Nessa época, ele fazia parte de uma equipe de Guarulhos, mas desistiu dos treinos por causa da doença. Chegou a doar o patins que usava nas competições. “Fiquei quase um ano com depressão, perdi o emprego, não queria sair de casa e nem fazer mais nada”, relembra o patinador.

Depois de um tempo ele tentou reagir por outros caminhos, foi estudar e chegou a fazer stand up em barzinhos à noite por um tempo. Mas, pouco depois, sentiu que só o esporte seria capaz de tirá-lo daquele estado. A vontade de voltar para o patins foi maior do que a depressão. “Voltei com toda a garra e toda a competição que eu ganho é para meu pai”, afirma.

De volta às pistas

Oliveira - Arquivo pessoal - Arquivo pessoal
O esquiador Cláudio Oliveira trabalha na manutenção do Instituto de Psiquiatria do Hospital das Clínicas de São Paulo

Imagem: Arquivo pessoal

A inclinação para o esporte era evidente e no Parque do Ibirapuera, ponto de encontro e de treinos de equipes profissionais de patins, Oliveira foi visto por um treinador. Apesar do patins velho, o perfil do rapaz chamou atenção. E o convite veio na sequência.

“Eu vi que ele tinha uma força física legal, vontade e corria muito. Chamei ele e disse que se quisesse podia ser atleta um dia, mas tinha que trocar o patins e ingressar na carreira”, explica, Renildo Dank, o primeiro professor do Oliveira e orientador da equipe Esquadrão Speed.

Hoje, Oliveira divide a rotina de atleta com a de trabalhador braçal. Ele acorda antes de clarear o dia, às quatro e meia, e prepara o café: frango, iogurte, batata doce e, em dias alternados, 15 ovos. Chega ao trabalho antes das sete da manhã, e geralmente enfrenta um dia cheio de tarefas. Na hora do almoço, corre para academia do instituto e treina por uma hora, depois almoça rapidamente e volta para a labuta. Após o expediente, verifica no grupo de WhatsApp onde será o treino, que acontece sete vezes por semana, em algum canto da cidade, sempre às oito da noite. Segue para o local, de onde vai embora às 23 horas. Na volta, geralmente caminha em torno de 40 minutos até chegar em sua casa.
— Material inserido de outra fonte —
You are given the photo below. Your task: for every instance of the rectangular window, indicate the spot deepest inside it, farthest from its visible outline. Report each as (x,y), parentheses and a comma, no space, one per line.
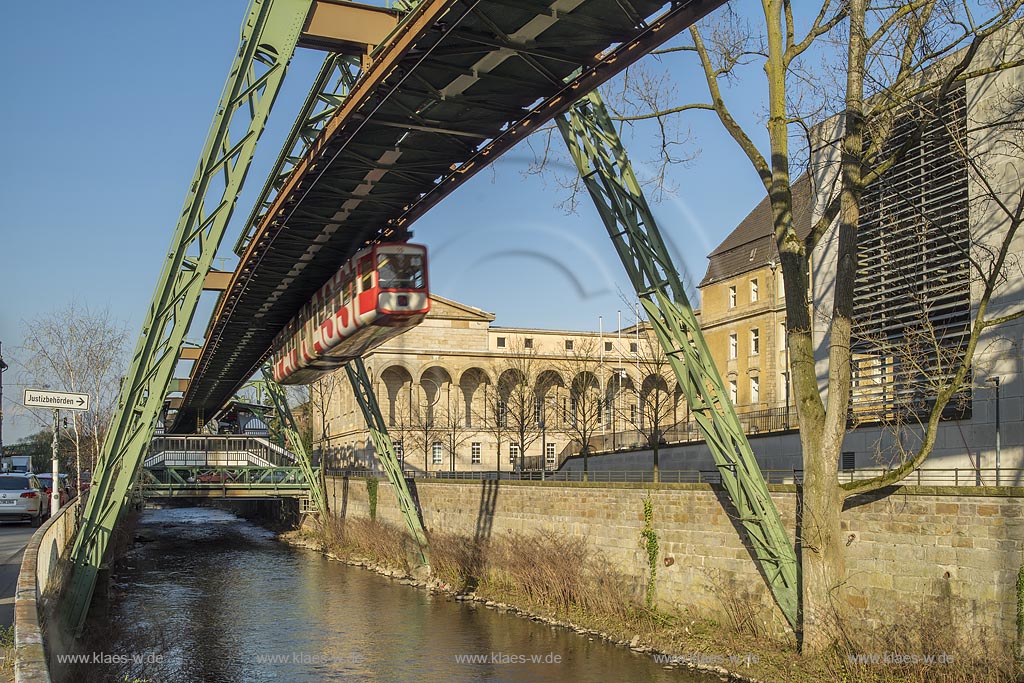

Prefere voltar andando pelas ruas do Jardim Ângela de madrugada do que ficar parado em pontos de ônibus. “Tenho medo da violência e de ser assaltado.”

O esforço e a dedicação já renderam várias medalhas: seis de ouro, quatro de prata e uma de bronze. Atualmente, ele treina na equipe Impetus, fundada pela colombiana Criss Villa. Ela conta que logo no início percebeu potencial e muita resistência do rapaz. “Ele é um dos melhores, em pouco tempo se destacou muito”, comenta a treinadora.

As dificuldades ainda permanecem. Sem patrocínio ou apoio financeiro, ele conseguiu comprar seu patins profissional há poucos meses para continuar competindo nas provas profissionais. “Foram cinco meses juntando dinheiro para pagar a entrada e parcelar o restante, por volta de quatro mil reais. Não é uma ‘Ferrari’, mas já ganhei campeonatos disputando com patins bem melhores do que o meu”, declara Oliveira.